5 Common Mistakes Finance Businesses Make on Social Media Ads
Social media platforms like Facebook, Instagram, and YouTube have become essential for finance businesses wanting to generate leads and build trust. Yet, many campaigns fail to deliver results because of avoidable mistakes.
According to Hootsuite’s 2024 Digital Report, around 27% of businesses say their biggest challenge with paid ads is achieving consistent ROI.
This blog will break down the five most common mistakes finance businesses make with social media ads and provide practical solutions to avoid ad waste.
1. What You’ll Learn in This Blog:
Top mistakes finance businesses make on social media ads
Why these mistakes cost money and leads
Practical step-by-step solutions for each mistake
How to make campaigns cost-effective and compliant
Top mistakes finance businesses make on social media ads
2. Are You Ignoring Special Ad Categories?
Many finance businesses overlook the fact that Meta (Facebook and Instagram) places all credit, housing, and employment ads under Special Ad Categories.
This restricts targeting options (e.g., no filtering by age, gender, or postcode). Running ads without recognising these rules often leads to disapproval or wasted budget.
Step-by-Step Solution:
Familiarise yourself with Meta’s Special Ad Category guidelines
Use interest-based targeting, custom audiences, and lookalike audiences to refine reach.
Focus on creative and messaging to qualify leads instead of relying on demographic filters.
Why It Matters: Compliance ensures your ads run smoothly and avoids wasting budget on rejected campaign
3. Confusing Ad Copy: Is Your Audience Understanding Your Message?
The Mistake: Using finance jargon like “LVR ratios” or “loan amortisation” can confuse audiences and reduce CTR.
Step-by-Step Solution:
Identify the main pain points of your audience (e.g., first-home buyers, investors).
Rewrite copy in plain English, highlighting outcomes: “Lower your monthly repayments” instead of “Reduce LVR.”
Test multiple CTAs: “Book a Free Consultation” vs. “Check Eligibility Today.”
Why It Matters: Clear, simple messaging drives engagement and builds trust with potential clients.
4. Are You Neglecting the Creative Side?
Using low-quality images or overly formal graphics leads to low engagement.
Step-by-Step Solution:
Use real-life visuals: happy clients, property highlights, financial calculators.

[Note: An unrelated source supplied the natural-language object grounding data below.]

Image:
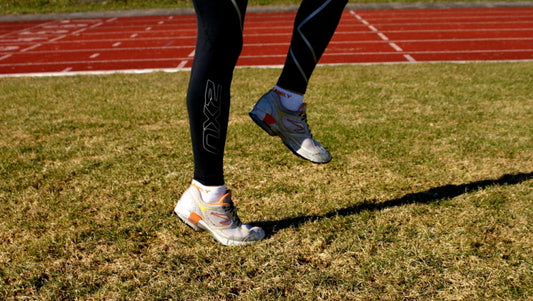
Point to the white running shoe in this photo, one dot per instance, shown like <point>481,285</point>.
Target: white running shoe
<point>219,219</point>
<point>290,126</point>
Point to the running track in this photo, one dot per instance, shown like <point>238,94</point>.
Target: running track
<point>143,44</point>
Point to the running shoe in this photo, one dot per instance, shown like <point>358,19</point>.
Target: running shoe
<point>290,126</point>
<point>220,219</point>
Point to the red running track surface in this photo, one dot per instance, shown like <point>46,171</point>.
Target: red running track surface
<point>141,44</point>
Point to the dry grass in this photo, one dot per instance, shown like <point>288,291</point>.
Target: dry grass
<point>429,195</point>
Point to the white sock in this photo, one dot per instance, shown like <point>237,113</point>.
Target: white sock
<point>210,194</point>
<point>290,100</point>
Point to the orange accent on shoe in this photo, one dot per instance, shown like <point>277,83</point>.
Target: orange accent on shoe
<point>269,119</point>
<point>194,218</point>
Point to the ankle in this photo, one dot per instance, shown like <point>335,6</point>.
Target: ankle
<point>210,194</point>
<point>290,100</point>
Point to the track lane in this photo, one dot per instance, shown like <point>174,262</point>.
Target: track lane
<point>167,42</point>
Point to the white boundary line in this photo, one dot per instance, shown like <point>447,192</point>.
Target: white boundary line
<point>174,70</point>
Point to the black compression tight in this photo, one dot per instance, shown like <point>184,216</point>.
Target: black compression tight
<point>218,46</point>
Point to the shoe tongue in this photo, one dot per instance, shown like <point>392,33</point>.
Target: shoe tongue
<point>225,200</point>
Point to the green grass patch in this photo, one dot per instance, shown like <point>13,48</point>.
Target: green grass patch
<point>429,194</point>
<point>8,7</point>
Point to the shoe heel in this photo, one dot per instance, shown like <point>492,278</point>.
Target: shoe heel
<point>184,217</point>
<point>262,124</point>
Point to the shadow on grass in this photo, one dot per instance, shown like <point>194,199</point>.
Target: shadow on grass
<point>425,197</point>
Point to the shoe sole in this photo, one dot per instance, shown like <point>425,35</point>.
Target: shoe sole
<point>183,215</point>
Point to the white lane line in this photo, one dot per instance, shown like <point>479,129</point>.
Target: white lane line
<point>31,47</point>
<point>383,36</point>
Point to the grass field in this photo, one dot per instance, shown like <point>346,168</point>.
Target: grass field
<point>429,195</point>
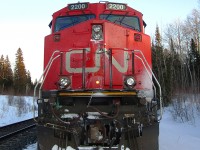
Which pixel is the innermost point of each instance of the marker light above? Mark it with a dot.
(64, 82)
(97, 33)
(130, 81)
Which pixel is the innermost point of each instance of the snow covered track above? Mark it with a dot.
(17, 134)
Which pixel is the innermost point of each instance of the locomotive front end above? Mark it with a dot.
(97, 90)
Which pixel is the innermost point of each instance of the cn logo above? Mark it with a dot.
(97, 65)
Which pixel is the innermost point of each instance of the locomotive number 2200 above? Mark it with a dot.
(78, 6)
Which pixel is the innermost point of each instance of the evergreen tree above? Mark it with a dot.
(29, 84)
(20, 78)
(8, 74)
(161, 69)
(2, 61)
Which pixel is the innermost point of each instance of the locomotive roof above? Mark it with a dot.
(96, 8)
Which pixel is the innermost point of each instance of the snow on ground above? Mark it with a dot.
(15, 109)
(173, 135)
(178, 136)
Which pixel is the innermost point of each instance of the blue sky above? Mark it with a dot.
(24, 24)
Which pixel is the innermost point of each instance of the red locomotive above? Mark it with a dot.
(97, 90)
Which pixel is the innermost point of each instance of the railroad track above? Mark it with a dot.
(18, 135)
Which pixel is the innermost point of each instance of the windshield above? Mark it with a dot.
(125, 21)
(68, 21)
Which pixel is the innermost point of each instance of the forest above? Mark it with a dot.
(175, 56)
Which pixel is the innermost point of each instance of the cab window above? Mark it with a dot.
(69, 21)
(131, 22)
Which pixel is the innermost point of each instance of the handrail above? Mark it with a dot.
(45, 72)
(160, 90)
(149, 69)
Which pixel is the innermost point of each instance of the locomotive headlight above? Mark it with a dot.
(64, 82)
(130, 81)
(97, 33)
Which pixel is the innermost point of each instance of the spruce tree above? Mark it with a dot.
(20, 78)
(8, 73)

Incorporate short videos or infographics to explain complex concepts.
Add text overlays for key points since 80% of users watch videos muted.
Supporting Data: Video ads in finance campaigns generate 48% more engagement than static images (Source: Wyzowl, 2024).
5. Are You Targeting the Right People?
Finance ads are often too broad (“everyone with money”) or too narrow, resulting in low performance.
Step-by-Step Solution:
Identify your existing clients.
Upload them as a Custom Audience in Meta Ads Manager.
Build a 1% Lookalike Audience to find new, similar leads.
Test relevant interests like “homeownership,” “investment property,” or “financial planning.”
Compare performance and optimise based on CTR and conversion rates.
Why It Matters: Targeting the right people increases lead quality and reduces wasted ad spend.
6. Not Optimising Campaigns: Are You Wasting Your Ad Budget?
Many businesses launch ads and forget them. Poor-performing ads continue to run, wasting money.
Step-by-Step Solution:
Track key metrics: CTR, CPL (Cost per Lead), and conversion rate.
Run A/B tests for visuals, ad copy, and CTAs.
Pause underperforming ads; scale winners.
Adjust targeting, offers, and creative weekly.
Supporting Data: HubSpot 2024 reports that companies that consistently A/B test ads see 37% higher ROI than those that don’t.
7. How Can Finance Businesses Avoid These Pitfalls?
Avoiding these mistakes requires a structured approach:
Stay compliant with Special Ad Categories.
Prioritise clarity and simplicity in messaging.
Invest in visuals and video to boost engagement.
Build smart targeting strategies based on real data.
Continuously optimise to maximise ROI.
8. How Can BIK Media Help Finance Businesses Avoid These Mistakes?
Running social media ads for finance isn’t simple. Special Ad Category restrictions, compliance rules, and competitive audiences make campaigns challenging. BIK Media simplifies the process:
Compliance First: Campaigns follow Meta’s advertising guidelines.
Creative That Converts: Engaging visuals, videos, and carousels that resonate.
Smart Targeting: Custom and lookalike audiences to reach qualified leads.
Data-Driven Optimisation: Continuous testing ensures every dollar is spent efficiently.
By combining strategy, compliance, and creative execution, BIK Media turns social media campaigns into consistent lead-generation engines.
8. Conclusion
Social media ads can be one of the most powerful tools for finance businesses — but only if done right.
By avoiding these five common mistakes, finance brands can reduce wasted spend, improve engagement, and consistently generate quality leads.